Page MenuHomePhabricator

wdqs100[78] database corruption
Closed, ResolvedPublic

Description

wdqs1007 started to produce weird write errors (see whole log in https://github.com/blazegraph/database/issues/114) and looks like database is corrupted. Probably needs to be reloaded from another server.

Event Timeline

Restricted Application added a subscriber: Aklapper. · View Herald Transcript
Smalyshev triaged this task as Unbreak Now! priority.Jan 8 2019, 12:22 AM

@Gehel According to the discussion in https://github.com/blazegraph/database/issues/114, it might be possible to fix the journal. So let's not reload it until we have checked it.

Same happening with wdq8, 3 hours later. Something spooky is going on... Will talk tomorrow morning with Bryan from Blazegraph, not sure if it's possible to do anything till then.

Same happening with wdq8, 3 hours later. Something spooky is going on... Will talk tomorrow morning with Bryan from Blazegraph, not sure if it's possible to do anything till then.

I'm not touching wdqs100[78] yet, so that you have whatever is needed for investigation.

Addshore renamed this task from wdqs1007 database corruption to wdqs100[78] database corruption.Jan 8 2019, 11:51 AM
Addshore subscribed.

Long story short, the reason for the issue is that we've hit a hard limit on the number of allocators in Blazegraph. See https://wiki.blazegraph.com/wiki/index.php/FixedAllocators for details - there can't be any more than 256K allocators. We'll have to rearrange our data so that we use less allocators. Allocator usage can be seen under http://localhost:9999/bigdata/status?dumpJournal - looking at the servers show we have a lot of small allocator blocks used.

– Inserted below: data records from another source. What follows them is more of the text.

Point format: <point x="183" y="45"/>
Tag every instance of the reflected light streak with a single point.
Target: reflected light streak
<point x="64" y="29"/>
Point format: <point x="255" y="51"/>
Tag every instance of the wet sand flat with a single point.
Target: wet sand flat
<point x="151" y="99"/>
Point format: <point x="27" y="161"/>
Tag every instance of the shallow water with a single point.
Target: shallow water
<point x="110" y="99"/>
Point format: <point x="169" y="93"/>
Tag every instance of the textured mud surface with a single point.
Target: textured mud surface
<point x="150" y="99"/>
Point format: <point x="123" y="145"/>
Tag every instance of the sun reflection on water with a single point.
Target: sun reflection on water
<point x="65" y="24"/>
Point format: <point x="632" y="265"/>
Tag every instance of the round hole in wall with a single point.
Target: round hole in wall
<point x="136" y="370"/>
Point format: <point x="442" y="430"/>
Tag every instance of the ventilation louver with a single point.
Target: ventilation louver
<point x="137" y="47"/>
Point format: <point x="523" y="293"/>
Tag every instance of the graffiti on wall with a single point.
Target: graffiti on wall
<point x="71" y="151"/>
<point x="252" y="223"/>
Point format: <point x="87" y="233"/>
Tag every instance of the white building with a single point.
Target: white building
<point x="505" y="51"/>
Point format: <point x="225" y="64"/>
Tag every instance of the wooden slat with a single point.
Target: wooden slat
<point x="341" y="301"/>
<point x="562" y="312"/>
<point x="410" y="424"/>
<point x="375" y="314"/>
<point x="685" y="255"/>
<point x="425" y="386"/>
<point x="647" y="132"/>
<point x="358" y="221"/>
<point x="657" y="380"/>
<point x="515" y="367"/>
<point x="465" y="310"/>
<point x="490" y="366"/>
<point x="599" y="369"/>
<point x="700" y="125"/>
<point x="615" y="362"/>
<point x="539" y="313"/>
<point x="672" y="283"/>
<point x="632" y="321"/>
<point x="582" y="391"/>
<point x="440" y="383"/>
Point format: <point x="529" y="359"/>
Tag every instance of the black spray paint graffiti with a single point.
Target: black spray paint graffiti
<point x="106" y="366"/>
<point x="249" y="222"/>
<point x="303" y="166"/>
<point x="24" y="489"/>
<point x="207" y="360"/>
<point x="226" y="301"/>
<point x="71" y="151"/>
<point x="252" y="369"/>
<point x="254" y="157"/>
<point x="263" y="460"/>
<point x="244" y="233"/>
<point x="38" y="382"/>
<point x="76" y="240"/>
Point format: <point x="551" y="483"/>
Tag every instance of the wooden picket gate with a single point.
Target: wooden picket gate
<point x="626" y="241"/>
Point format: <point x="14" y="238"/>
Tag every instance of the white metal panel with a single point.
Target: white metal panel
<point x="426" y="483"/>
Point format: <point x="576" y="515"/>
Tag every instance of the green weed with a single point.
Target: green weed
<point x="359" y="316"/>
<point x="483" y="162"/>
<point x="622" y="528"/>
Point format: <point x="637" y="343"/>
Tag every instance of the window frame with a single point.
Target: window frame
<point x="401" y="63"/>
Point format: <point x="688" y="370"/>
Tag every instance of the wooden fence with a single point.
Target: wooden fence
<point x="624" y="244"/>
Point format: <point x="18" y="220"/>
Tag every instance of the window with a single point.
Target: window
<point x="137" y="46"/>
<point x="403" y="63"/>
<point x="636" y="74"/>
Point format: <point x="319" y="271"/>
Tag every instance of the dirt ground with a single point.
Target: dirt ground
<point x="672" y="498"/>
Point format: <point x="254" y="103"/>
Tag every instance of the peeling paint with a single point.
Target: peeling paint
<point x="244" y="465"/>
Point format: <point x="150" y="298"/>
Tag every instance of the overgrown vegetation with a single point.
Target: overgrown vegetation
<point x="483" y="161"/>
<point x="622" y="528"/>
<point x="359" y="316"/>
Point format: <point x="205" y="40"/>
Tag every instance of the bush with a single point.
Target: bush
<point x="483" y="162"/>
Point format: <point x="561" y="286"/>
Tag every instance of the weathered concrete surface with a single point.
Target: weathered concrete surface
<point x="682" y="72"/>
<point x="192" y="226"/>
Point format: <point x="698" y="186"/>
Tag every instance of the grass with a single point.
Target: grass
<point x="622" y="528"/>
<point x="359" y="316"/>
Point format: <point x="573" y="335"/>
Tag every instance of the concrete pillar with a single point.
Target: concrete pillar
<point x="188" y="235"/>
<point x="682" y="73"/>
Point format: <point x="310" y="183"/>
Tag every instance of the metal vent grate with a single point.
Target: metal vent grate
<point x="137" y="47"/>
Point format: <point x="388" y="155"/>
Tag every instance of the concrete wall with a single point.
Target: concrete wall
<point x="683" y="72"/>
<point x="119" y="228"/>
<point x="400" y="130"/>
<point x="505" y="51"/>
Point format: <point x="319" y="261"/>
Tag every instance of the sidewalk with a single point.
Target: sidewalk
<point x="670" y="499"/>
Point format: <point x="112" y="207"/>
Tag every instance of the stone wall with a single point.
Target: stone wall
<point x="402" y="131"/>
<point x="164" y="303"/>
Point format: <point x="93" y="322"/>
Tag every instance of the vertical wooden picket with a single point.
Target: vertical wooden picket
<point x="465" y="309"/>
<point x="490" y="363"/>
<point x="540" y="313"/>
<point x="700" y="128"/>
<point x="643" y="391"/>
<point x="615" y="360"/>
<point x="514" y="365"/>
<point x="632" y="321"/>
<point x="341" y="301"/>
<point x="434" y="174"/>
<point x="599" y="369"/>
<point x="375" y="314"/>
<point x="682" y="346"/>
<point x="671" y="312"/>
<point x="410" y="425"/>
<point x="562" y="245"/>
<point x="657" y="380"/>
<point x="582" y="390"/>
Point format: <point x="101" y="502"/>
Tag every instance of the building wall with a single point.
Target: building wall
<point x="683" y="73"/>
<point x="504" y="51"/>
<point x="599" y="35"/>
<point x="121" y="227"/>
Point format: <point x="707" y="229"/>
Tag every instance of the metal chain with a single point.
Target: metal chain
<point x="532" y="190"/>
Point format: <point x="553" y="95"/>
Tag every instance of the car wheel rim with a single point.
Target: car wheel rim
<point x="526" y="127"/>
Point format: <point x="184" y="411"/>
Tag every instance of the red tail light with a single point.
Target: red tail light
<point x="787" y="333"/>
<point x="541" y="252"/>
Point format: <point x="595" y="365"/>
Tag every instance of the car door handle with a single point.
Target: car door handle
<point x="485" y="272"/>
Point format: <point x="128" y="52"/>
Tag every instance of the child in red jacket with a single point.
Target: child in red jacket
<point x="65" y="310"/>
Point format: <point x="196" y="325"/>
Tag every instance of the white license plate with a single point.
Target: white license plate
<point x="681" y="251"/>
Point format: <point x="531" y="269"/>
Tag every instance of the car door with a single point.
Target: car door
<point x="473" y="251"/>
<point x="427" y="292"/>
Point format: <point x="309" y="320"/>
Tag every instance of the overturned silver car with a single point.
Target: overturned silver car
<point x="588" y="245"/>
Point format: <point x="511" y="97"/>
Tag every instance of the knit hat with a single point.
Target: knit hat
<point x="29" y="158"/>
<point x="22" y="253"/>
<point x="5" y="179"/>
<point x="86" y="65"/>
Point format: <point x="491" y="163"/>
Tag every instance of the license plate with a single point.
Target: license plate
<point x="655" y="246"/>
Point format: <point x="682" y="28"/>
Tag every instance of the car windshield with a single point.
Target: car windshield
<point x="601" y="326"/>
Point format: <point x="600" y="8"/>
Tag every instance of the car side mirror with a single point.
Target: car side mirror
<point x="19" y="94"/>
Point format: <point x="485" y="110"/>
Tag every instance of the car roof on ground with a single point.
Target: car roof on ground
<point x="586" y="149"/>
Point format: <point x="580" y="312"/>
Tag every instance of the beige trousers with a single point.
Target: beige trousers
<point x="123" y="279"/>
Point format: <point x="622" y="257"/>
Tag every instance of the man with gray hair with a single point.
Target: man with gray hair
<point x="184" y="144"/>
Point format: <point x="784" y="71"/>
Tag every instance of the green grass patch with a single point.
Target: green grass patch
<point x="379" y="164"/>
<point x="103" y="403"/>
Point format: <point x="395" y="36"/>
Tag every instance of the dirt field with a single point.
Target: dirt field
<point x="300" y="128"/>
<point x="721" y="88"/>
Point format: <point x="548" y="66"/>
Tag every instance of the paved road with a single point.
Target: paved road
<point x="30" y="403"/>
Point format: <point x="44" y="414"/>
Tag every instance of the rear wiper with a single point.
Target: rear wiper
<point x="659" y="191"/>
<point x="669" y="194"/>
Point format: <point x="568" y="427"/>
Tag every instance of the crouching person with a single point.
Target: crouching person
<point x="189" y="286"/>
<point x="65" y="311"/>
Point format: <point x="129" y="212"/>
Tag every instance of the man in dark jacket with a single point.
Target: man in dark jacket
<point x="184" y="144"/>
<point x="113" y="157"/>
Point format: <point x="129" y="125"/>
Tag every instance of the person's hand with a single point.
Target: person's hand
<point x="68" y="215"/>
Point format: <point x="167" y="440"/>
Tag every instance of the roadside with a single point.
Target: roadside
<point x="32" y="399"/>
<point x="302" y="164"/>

We should re-arrange the data so that we don't use this much since it's a constrained resource and raising the limit is currently impossible in Blazegraph.

Action plan (tasks to follow shortly):

Immediate:

  • Copy database from wdq[345] to wdq7 and wdq8
  • Restore updates on wdq7 and wdq8
  • Collect allocator stats everywhere and see which servers are also in danger
  • Write an incident report

Sort-term:

  • Split category namespace into a separate instance of Blazegraph

Longer-term (will require data reload):

  • Disable "raw records" in Blazegraph
  • Consider inlining values & references
  • Consider setting INLINE_TEXT_LITERALS so short strings would be inlined, this doesn't use allocators
  • Check what other things could be inlined
Smalyshev claimed this task.

The servers are normal now, so I am closing this one and the rest will be done in T213210.